State Dept now inserting Obama hosannas in "Fact Sheets"?

First, hosannas to Barack Obama began appearing in the presidential biographies of his predecessors on the official White House website.  Now, Heritage Foundation’s Amy Payne has discovered that the State Department has begun inserting hosannas to the boss in their new “Fact Sheets” of countries around the world.  Is the Obama administration attempting to build a cult of personality, or just create the jobs necessary to clean up official government websites of his electioneering after January?

Inserting himself into the biographies of past presidents on the White House website apparently wasn’t enough for President Obama. His State Department is now editing its descriptions of foreign countries into yet another taxpayer-subsidized campaign commercial for the Obama Administration.

The State Department has recently ended its long-running series of Background Notes, which were analytical, objective histories of other countries. In their place, new “Fact Sheets” now tout Obama’s policies and actions toward each nation. No more historical context, no recounting of complex and long-standing issues in the country. Just cut to the chase—that is, the time when the current Administration came to power.

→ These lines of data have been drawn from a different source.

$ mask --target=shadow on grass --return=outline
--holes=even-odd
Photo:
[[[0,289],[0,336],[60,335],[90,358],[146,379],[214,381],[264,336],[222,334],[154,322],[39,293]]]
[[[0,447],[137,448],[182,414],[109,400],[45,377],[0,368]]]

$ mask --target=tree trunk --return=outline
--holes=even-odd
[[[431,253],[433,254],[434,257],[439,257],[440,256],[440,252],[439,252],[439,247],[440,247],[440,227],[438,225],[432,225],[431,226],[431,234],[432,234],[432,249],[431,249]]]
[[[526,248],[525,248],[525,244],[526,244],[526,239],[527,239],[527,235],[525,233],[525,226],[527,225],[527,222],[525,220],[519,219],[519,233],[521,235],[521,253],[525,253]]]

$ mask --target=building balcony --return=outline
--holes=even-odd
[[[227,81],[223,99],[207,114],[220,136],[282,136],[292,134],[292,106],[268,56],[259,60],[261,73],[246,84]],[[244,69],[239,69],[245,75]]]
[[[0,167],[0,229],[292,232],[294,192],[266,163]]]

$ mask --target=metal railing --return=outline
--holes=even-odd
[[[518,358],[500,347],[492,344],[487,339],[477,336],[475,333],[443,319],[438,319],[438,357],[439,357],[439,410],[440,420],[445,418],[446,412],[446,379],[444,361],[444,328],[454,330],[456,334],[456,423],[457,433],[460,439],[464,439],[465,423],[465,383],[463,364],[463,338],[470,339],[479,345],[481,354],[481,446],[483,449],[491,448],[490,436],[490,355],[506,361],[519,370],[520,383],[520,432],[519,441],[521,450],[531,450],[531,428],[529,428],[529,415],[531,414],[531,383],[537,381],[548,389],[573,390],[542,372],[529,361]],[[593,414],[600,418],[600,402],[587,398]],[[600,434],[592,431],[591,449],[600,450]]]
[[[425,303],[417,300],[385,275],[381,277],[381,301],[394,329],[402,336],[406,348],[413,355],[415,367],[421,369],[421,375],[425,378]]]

Heritage’s Jim Roberts, one of the editors of Heritage’s Index of Economic Freedom, was struck by the disproportionate change in emphasis while doing some research recently.  Roberts, who worked at the State Department from 1982 to 2007 and used to write these country profiles, said he had never seen edits like these under either previous Republican or Democratic Administrations.

The Dear Leader approach is bad enough — but State also seems to be using the spin sheets to punish nations that don’t agree with Obama’s policies:

Roberts noted that “They seem to be not ‘fact sheets’ but brag sheets,” adding that the edits appear to treat countries more favorably when the Obama Administration agrees with their leaders.

Isn’t this something we’d expect to see from Pyongyang rather than Washington DC?

Roberts analyzes the changes for Brazil between the Bush-era Background Notes and the new Obama-centric Fact Sheets:

Compare the nearly 1,200-word “Fact Sheet” published this week by the U.S. embassy in Brazil with the last Background Note on Brazil written during the George W. Bush Administration.

The 4,100-word Bush document, chock full of facts and figures helpful in analyzing the country and its importance to the U.S., never once mentions the name of any U.S. President. The 300-word section on U.S.–Brazil relations takes up about 7 percent of the document.

Conversely, fully 70 percent (830 words) of the Brazil Fact Sheet, which is focused exclusively on U.S. relations with Brazil, discusses President Obama either directly by name (twice!) or in the context of the plethora of programs his Administration has launched with Brazil, including a shared “commitment to combat discrimination based on race, gender, ethnicity, or lesbian, gay, bisexual, and transgender (LGBT) status; to advance gender equality; a bilateral instrument that targets racism; support for HIV/AIDS prevention, promotion of clean energy technologies in Brazil, and mitigation of climate change.”

Payne concludes:

American officeholders are supposed to take great pains to separate their campaigns from their official duties. Using taxpayer resources to blatantly promote the president’s positions on foreign policy—and even editing the historical record—is an egregious abuse of power.

Absolutely true — and it’s also a measure of the insecurity of the President and his staff.  They’re busy trying to manipulate government records to secure his legacy, when it’s the manipulation that will speak loudest to historians of the era.